According to a Vernon judge, where there's smoke, there isn't necessarily fire. Supreme Court Justice Allen Betton dismissed the four arson charges against Edward Wade, 47, of Coldstream today after deeming there was insufficient evidence.
The four counts pertained to three fires: one set in a garbage bin at Okanagan College, and two others set about a kilometer away near Kal Lake Store. Betton said the two off-campus fires were fueled by "piles of straw called wattles" which are used for erosion control, and railway ties. The fires were set on Christmas Eve in 2010, and Vernon fire chief Lawrie Skolrood concluded they had been deliberately ignited.
Wade was arrested in the area, not long after the fires were discovered.
"He was carrying an overnight bag including two bottles of cologne... a lighter and cigarette butts," Betton said.
In his statement to police, Wade said he had arrived at the college by bus after visiting his girlfriend in Kelowna. He said he went to the school gazebo to collect cigarette butts, then walked down a path toward the railway tracks.

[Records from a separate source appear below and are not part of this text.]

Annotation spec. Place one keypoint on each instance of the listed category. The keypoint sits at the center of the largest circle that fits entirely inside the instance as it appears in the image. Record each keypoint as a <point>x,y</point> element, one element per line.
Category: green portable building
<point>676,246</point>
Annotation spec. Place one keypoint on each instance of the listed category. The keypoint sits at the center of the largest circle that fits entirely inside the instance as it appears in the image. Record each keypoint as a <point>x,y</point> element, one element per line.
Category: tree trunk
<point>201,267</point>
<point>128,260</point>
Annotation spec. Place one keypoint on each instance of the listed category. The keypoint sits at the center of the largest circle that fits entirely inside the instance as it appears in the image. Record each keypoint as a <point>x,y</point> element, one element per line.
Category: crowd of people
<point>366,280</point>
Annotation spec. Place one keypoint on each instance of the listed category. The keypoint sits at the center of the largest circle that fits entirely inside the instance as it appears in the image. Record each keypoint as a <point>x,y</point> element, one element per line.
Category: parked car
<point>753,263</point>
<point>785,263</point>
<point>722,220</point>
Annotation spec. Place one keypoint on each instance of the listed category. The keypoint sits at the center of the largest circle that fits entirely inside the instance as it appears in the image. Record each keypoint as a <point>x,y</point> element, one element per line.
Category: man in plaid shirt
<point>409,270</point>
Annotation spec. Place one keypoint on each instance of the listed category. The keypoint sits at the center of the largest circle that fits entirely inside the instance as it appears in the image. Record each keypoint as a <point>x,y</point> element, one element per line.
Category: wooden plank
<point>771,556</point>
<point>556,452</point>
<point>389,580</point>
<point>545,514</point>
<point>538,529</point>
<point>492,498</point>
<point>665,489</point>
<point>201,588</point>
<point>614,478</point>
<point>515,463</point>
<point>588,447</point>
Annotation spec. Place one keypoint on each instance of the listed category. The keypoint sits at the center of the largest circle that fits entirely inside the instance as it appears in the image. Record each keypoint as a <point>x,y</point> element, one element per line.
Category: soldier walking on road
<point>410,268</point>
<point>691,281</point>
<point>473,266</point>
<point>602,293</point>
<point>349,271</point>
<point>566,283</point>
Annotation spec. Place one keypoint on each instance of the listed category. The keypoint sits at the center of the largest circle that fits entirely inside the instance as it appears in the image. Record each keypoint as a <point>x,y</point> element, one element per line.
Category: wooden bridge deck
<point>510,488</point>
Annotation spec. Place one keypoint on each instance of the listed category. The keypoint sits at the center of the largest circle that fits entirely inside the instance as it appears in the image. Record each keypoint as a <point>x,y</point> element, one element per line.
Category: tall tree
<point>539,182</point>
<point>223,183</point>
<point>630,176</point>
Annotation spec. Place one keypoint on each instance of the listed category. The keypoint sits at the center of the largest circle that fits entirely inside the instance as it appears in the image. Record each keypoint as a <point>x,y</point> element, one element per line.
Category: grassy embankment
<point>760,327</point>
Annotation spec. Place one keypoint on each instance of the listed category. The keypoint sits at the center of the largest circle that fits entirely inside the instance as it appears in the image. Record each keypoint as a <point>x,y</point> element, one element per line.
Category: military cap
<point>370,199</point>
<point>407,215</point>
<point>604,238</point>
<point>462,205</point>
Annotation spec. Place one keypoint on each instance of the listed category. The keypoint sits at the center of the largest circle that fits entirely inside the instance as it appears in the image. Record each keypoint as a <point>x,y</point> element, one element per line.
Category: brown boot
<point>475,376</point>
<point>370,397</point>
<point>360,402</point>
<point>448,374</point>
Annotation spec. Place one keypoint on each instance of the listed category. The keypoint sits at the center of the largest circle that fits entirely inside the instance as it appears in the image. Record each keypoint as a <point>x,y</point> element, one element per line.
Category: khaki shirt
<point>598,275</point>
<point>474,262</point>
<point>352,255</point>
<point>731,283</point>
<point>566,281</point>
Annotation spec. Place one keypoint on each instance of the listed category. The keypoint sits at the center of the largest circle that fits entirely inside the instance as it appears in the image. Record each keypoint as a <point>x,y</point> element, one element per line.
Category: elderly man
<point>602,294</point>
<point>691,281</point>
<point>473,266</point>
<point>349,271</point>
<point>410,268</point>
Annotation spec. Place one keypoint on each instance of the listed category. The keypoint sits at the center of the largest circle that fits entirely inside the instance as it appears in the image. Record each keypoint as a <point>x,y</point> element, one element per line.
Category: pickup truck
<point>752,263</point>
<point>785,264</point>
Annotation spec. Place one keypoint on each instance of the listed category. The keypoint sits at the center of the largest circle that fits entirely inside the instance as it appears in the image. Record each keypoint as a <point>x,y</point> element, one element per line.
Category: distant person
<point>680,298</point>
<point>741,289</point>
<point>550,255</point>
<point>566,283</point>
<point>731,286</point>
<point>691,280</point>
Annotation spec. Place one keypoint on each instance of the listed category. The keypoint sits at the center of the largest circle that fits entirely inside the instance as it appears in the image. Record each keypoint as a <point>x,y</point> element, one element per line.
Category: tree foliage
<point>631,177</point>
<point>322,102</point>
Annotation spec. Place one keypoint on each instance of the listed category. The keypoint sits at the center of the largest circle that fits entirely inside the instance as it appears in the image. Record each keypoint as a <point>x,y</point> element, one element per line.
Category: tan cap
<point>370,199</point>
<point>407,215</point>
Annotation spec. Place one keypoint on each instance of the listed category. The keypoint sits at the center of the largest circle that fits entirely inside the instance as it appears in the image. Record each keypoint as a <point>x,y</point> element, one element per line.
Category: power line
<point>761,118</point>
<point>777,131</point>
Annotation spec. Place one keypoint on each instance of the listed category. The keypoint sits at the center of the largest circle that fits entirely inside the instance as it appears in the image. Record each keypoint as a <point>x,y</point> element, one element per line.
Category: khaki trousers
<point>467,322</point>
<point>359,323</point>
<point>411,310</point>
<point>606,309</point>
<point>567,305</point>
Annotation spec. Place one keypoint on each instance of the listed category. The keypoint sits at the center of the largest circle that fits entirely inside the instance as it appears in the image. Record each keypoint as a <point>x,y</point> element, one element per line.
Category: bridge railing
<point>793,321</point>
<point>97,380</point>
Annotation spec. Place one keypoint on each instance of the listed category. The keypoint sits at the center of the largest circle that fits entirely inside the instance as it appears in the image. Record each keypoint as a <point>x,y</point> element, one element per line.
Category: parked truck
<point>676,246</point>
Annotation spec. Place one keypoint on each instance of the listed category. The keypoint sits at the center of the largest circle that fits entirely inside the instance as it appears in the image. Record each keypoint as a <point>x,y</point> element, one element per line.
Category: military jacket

The bottles were half empty, and investigative work revealed the principle ingredient in the cologne was a type of alcohol capable of accelerating a fire. A constable on scene noted Wade smelled of smoke—the fire, not the cigarette kind.
Around the area was a set of lone footprints. These impressions were compared with Wade's shoes and revealed a similarity in size and pattern. Snowfall meant an accurate impression of the footprints could not be achieved, and an identical match could not be made.
Skolrood testified that because of weather conditions, a substantial heat source would have been required to light the fires as quickly as they were. The cologne and lighter found in Wade's bag might have been enough, but Betton wasn't willing to make that conclusion. In fact, he wasn't prepared to put his faith in any of the evidence.
"The lighter and cologne are not in and of themselves enough to be suspicious," Betton said. "The footprint evidence cannot be linked specifically to the accused's shoes."
He noted that Wade simply being in the location was not enough to associate him with the fire.
"The ultimate question is whether the evidence taken as a whole is such that I can be satisfied beyond a reasonable doubt the accused is guilty," Betton said.
Crown counsel Cristina Cabulea argued there was enough circumstantial evidence to convict Wade of the crimes. But Betton wasn't taking any chances.
"I cannot say I am satisfied beyond a doubt, and the accused is entitled to the benefit of that doubt," Betton said.
Wade shook hands with defense lawyer Claire Abbott, and emerged from the court room to an abundance of hugs from family members. He told InfoTel News he was very happy about the verdict, but declined to answer any further questions.